I have used 38 special cases in my 38-44 Target Smith with 18 grains of FFFG (Goex Black powder) and Hollow based 147grain Ideal wadcutters that I cast, size, weigh, lube, and load myself. I prefer the CCI small pistol primers but sometimes I've noticed that Federal primers work better for Black Powder cartridges in smaller calibers for some reason. (See Photo)
The accuracy is amazing at 25 yards. All in the black with a pattern about the size of a baseball. I am of the opinion that this pattern can be tightened to about 2" if using the original load and bullet type with hollow base. I haven't been able to find an original mold but I know they are out there somewhere! There were actually 3 bullet types available in 1887 for the 38-44 Target. I have one of the molds with the heavier bullet( 148 grain RN) having a round nose and 3 lubrication grooves but haven't tested it yet. Rounds are loaded and ready though.

The heavier powder charge with the longer case would produce more velocity and that should translate to a tighter pattern.

I'll see if I can find my target in the pile.
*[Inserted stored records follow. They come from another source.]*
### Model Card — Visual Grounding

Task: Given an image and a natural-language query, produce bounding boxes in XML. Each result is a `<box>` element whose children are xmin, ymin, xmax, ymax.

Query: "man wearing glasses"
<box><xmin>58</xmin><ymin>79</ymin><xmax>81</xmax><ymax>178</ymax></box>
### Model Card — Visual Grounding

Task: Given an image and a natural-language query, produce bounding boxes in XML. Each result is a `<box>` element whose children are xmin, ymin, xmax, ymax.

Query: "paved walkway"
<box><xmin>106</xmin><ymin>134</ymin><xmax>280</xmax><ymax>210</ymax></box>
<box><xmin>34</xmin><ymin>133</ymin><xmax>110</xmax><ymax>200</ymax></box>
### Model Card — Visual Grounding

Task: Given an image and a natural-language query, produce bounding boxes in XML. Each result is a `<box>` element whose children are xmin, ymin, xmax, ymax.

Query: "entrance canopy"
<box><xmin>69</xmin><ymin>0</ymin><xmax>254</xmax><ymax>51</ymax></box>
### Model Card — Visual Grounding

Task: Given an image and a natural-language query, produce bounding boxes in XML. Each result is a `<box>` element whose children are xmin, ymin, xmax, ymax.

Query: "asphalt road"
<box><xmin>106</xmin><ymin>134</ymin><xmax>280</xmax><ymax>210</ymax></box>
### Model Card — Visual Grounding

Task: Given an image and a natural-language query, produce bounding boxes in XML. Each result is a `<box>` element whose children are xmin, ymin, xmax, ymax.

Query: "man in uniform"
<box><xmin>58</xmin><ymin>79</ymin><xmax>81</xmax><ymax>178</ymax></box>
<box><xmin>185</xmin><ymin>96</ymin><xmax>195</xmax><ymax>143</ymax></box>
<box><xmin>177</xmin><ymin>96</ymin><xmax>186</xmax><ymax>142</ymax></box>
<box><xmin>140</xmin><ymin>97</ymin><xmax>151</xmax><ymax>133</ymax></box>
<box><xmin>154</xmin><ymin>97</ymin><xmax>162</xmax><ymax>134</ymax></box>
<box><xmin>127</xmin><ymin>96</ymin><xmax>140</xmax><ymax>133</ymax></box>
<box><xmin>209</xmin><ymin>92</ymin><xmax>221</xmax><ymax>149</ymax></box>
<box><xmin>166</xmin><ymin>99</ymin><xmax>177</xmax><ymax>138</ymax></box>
I keep range records but that was some years ago. Compression does actually fill the hollow base. I've used this same technique with my 41 Long "Hollow Base" round nose without pressure issues. When you fill the case with the weighed Black powder load it's almost to the top of the case. Compressing the bullet into the case fills that hollow base void. Otherwise you can't get a significant load in the case unless you use old balloon head cases. They are now pretty hard to find.

I have yet to try the longer 357 max or even a 357 mag but I have 357 Mag cases loaded with 23 grains and the original Target round nose heeled bullet. Trying to find a place to shoot that doesn't limit your time? It's not easy here in California now.

Also, My 38-44 Target has the long cylinder so an original case actually does not reach the end of the chamber. There is a slight throat and case stop about 1/16" of an inch from the end so you must also consider if you have a 38-44 target? Which frame you have? The earlier short frame short cylinder? Or the later Long frame, long cylinder. The short frame, short cylinder is easier to load as the original case reaches the end of the chamber.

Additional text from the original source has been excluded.